Confessions of a Comic Book Guy is a weekly column by retailer Steve Bennett of Mary Alice Wilson's Dark Star Comics of Yellow Springs, Ohio.  This week Bennett follows up on a couple of topics near and dear -- online comics and comics for girls.

 

I've found a couple things I think worthy of confessing this week:

 

I have to admit I was strangely pleased by the timing (immediately after I went on and on here about the potential of online comics for a couple of weeks) of the announcement concerning the launch of Josh Blaylock's Pullbox Online.  It's a site where you can download comics like Kore, Defek, Breakdown, and Voltron for only ninety-nine cents.  But clearly these downloads are an attempt to find a way to distribute comics that circumvents the direct sales market, raising the obvious question 'isn't this going to create even more unwanted competition for retailers?'

 

I really don't think so.  Maybe your shop was different but to be honest Dark Star was never able to shift a substantial number of the comics being made available for download at Pullbox, in large part because our shelves were creaking under the weight of the comics we already had.  I realize I'm stating the obvious here but getting your customers to try new original titles is notoriously difficult given their money is usually tied up in the comics they're already getting. 

 

And when it comes to licensed titles like Voltron, well I'm sure somewhere there are people who would be thrilled to have new adventures of the Voltron crew - but they sure didn't come into our store looking for them.  Posting issues online where anyone typing the new of the animated series into a search engine can find them seems to make a lot more sense then just hoping its fans will come into a comic book shop.

 

There are of course worries operations like this will drain off some of our customer base, and while it's certainly possible our customers will go online to download these comics, I'm not all that worried about losing their business (and not just because of the limited number of comics available online right now).  Clearly these folks like the experience of going to a bricks and mortar comic book shop or they wouldn't be shopping with us in the first place.  It's entirely more likely Pullbox will grow the market by making comics available to people who don't have easy access to a comic shop.

 

Next there was the announcement of the impending launch of DC's female-skewing Minx line, an attempt to get girls who've 'grown up' (more or less) reading manga to make the leap to indigenous American comics.

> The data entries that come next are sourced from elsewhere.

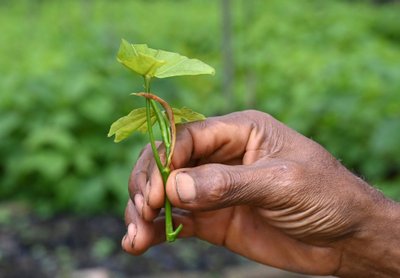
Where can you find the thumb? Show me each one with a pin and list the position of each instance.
(214, 186)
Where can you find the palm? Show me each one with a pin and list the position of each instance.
(239, 229)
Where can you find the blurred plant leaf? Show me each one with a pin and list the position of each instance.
(159, 63)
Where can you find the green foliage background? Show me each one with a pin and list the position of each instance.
(329, 69)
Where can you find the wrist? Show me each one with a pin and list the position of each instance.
(374, 249)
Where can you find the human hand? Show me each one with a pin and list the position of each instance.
(247, 182)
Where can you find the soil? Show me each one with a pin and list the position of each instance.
(89, 246)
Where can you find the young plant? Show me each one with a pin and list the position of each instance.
(151, 63)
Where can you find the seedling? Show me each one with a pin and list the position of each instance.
(151, 63)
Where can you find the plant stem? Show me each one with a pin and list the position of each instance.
(164, 169)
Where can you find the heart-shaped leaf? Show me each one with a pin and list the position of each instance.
(159, 63)
(137, 58)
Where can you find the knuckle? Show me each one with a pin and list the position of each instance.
(218, 183)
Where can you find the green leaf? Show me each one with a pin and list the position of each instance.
(136, 121)
(125, 126)
(138, 58)
(159, 63)
(186, 115)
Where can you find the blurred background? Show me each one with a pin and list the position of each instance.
(329, 69)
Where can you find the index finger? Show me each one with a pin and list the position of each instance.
(214, 140)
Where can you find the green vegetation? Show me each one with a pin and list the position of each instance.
(329, 69)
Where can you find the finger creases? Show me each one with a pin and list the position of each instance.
(215, 140)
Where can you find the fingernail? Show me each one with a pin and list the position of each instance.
(139, 203)
(122, 242)
(132, 233)
(185, 187)
(147, 193)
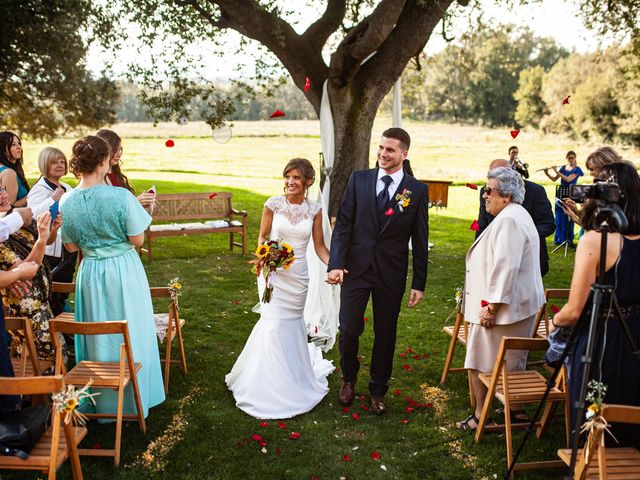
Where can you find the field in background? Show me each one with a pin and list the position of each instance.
(257, 151)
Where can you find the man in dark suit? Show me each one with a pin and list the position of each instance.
(536, 203)
(381, 210)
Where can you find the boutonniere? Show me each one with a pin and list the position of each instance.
(403, 199)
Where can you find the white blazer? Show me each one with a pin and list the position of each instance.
(39, 201)
(503, 266)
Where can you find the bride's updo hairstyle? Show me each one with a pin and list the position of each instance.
(305, 169)
(88, 153)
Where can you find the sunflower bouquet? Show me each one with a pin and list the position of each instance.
(272, 255)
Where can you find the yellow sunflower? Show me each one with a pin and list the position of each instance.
(262, 251)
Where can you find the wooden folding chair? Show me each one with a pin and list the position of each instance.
(612, 463)
(52, 449)
(27, 364)
(541, 326)
(108, 375)
(174, 329)
(519, 387)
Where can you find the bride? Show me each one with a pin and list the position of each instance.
(278, 374)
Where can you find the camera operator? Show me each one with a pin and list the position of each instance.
(613, 363)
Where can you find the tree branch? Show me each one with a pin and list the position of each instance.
(319, 32)
(365, 39)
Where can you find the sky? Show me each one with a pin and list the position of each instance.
(549, 18)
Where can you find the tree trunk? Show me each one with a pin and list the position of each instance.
(353, 117)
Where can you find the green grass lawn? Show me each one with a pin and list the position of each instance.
(198, 433)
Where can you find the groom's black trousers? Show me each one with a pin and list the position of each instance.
(354, 297)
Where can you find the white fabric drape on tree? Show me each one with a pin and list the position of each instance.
(323, 300)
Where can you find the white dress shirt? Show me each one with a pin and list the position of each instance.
(396, 178)
(10, 224)
(39, 201)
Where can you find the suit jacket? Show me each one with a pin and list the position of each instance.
(537, 204)
(503, 266)
(363, 238)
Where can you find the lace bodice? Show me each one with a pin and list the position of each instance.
(101, 216)
(292, 223)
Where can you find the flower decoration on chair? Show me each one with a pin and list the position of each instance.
(272, 255)
(594, 418)
(174, 288)
(403, 199)
(68, 399)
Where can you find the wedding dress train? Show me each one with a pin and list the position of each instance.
(278, 374)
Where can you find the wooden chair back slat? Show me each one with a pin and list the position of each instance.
(88, 328)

There's been grumbling amongst some retailers that, given the amount of money DC has spent on market research to try and find an audience for the line, they won't be coming to us for them.  Well, I think that depends on your individual shop.  Dark Star already sells quite a bit of manga as well as girl friendly graphic novel graphic novel series like Nancy Drew, W.I.T.C.H., and The Babysitters Club, so of course we'll be getting the Minx titles as they come out.

 

But as to whether you can 'convert' manga fans that way, it's been my experience that all the salesmanship in the world can make a customer take something they don't want.  Which, in a round about way, brings me to Marvel's plans to attract new female readers (as laid out in Part Two of the interview with Publisher Dan Buckley published last week on ICv2).  Sure Anita Blake has been a strong seller for us and (so far) these new readers have been back for more, but only for more Anita Blake comics.  As I was saying there's no way to make these people pick up another title, but it would have been nice if Marvel had at least offered us a couple more titles that might have appealed to this group.

 

Next time Marvel does one of their revival 'event' months for some forgotten genre why couldn't it be their line of all but forgotten girl comics (which kept the company afloat in the late 40s when no one was buying super-heroes)?  Imagine everything from Sun Girl to Millie the Model not as they were but reconfigured as comic book 'chick lit' (a.k.a. the modern 'shoes and kisses' romances which owe such an enormous debt to the Sex and the City TV series).

 

Finally if you go to the Disney Comics Worldwide Website you'll read two pieces of interest to American comic fans.  First, a piece about how the Walt Disney Company Italy is creating a new comic called Speed Loop.  I quote: 'The new series is much more a cross between a manga-style comic and a video game, than your usual classic Disney comic.  The exciting story is told like a true novel, interpreted in the form of a comic strip with an original graphic style.'

 

And second, America isn't the only place where comics featuring traditional Disney characters have been cancelled; Portuguese publisher Edimpresa is doing the same, focusing instead on girl titles like W.I.T.C.H.   It's commendable to see a company like Disney make a concerted effort to create new characters that will appeal to today's kids  instead of (like so many American companies) misguidedly trying to 'update' decades old characters until they're no longer recognizable (the Shazam! Captain Marvel anyone?).